Recommended parameters for Qwen 3.6 35B A3B on a 8GB VRAM card and 24GB RAM?
Posted by FUS3N@reddit | LocalLLaMA | View on Reddit | 21 comments
I was running Q3_K_S with 90k context and was getting 21tok/s and gets reduced to 19.5 something after a few messages (I am using mmproj-F16 as i need vision for some task) And slowly reduces. Any way to get a bit better performance while keeping high context size is that not the issue?
My current params:
llama-server -m model --mmproj mmproj --jinja -fit on -c 90000 -b 4096 -ub 1024 -ngl 99 -ctk q8_0 -ctv q8_0 --flash-attn on --n-cpu-moe 38 --reasoning off --presence-penalty 1.5 --repeat-penalty 1.0 --temp 0.7 --top-p 0.95 --min-p 0.0 --top-k 20 --context-shift --keep 1024 -np 1 --mlock --split-mode layer --n-predict 32768 --parallel 2 --no-mmap
I only started using direct llamacpp recently so i still don't know all the params or what most even do (there's so many) so i just looked up and gathered as much params i could and mashed them together to make the above, don't even know if its the right settings for my setup or if it could be better.
DonkeyBonked@reddit
I unfortunately can't help with the RAM optimization at that level as I'm running a bit bigger version. So I don't know if my settings will really help you at all, but here's where I'm at right now.

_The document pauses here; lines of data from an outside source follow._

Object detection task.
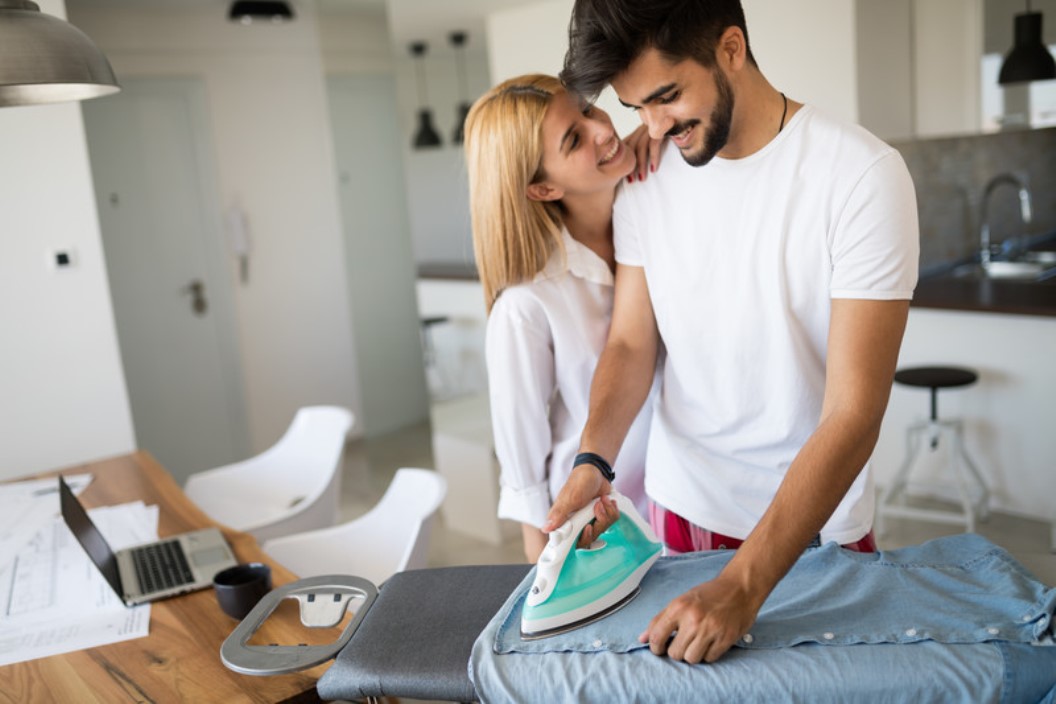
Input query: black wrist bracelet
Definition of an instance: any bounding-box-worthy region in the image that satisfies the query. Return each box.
[572,452,616,481]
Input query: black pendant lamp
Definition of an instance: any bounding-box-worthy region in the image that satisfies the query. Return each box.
[411,41,440,149]
[227,0,294,24]
[0,0,120,108]
[450,32,470,145]
[997,0,1056,85]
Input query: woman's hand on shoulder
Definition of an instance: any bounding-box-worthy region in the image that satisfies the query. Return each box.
[623,125,667,184]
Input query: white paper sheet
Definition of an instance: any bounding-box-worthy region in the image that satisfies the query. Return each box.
[0,501,157,666]
[0,474,92,570]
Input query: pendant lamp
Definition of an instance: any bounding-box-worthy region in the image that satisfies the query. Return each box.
[411,41,440,149]
[450,32,470,145]
[0,0,120,107]
[227,0,294,24]
[997,0,1056,85]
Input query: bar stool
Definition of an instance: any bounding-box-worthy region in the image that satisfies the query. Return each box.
[876,366,989,534]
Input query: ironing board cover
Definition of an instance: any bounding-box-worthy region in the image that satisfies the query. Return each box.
[470,535,1056,703]
[317,565,529,702]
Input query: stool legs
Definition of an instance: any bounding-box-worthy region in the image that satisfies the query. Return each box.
[876,420,989,535]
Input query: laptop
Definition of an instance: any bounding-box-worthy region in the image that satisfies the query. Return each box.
[59,476,238,606]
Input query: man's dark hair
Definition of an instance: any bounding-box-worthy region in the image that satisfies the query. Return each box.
[560,0,757,99]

Here's what I'm currently using, and not entirely sure I've optimized it well, but it has been testing reasonably well. (I'm still testing this and the one I'm testing is 43.6 GB)
I currently have the context limit in Cline set to 262K, but I'm actually looking to see if I can push that. I noticed at \~200k I had roughly 42/96 VRAM still available, so it's more just how it performs.
My previous settings were:
With my old settings, I noticed some really poor decision making with tools, such as deciding to delete its own resource folders that I had it explicitly instructed as read only and not to modify, which it blamed on stuff that was ridiculous and basically said it was an accident. Some of my previously undeclared like b and ub were automatically defaulted to lower values.
FUS3N@reddit (OP)
Thank you i will mix and match and see what works best for me along with other recommendations
DonkeyBonked@reddit
No problem, not sure if you caught my edit, but:
For you, you should know the -b 4096 -ub 1024 raises VRAM pressure, so when you're operating in tight constraints.
Also: --fit only adjusts unset arguments, it's specifically meant to adjust context, so --fit on, allows it to dynamically adjust. In your case with restricted VRAM, I think I would use --fit on and remove the -b 4096, -ub 1024, and -c 90000
I think with your VRAM it might be good to let it adjust dynamically.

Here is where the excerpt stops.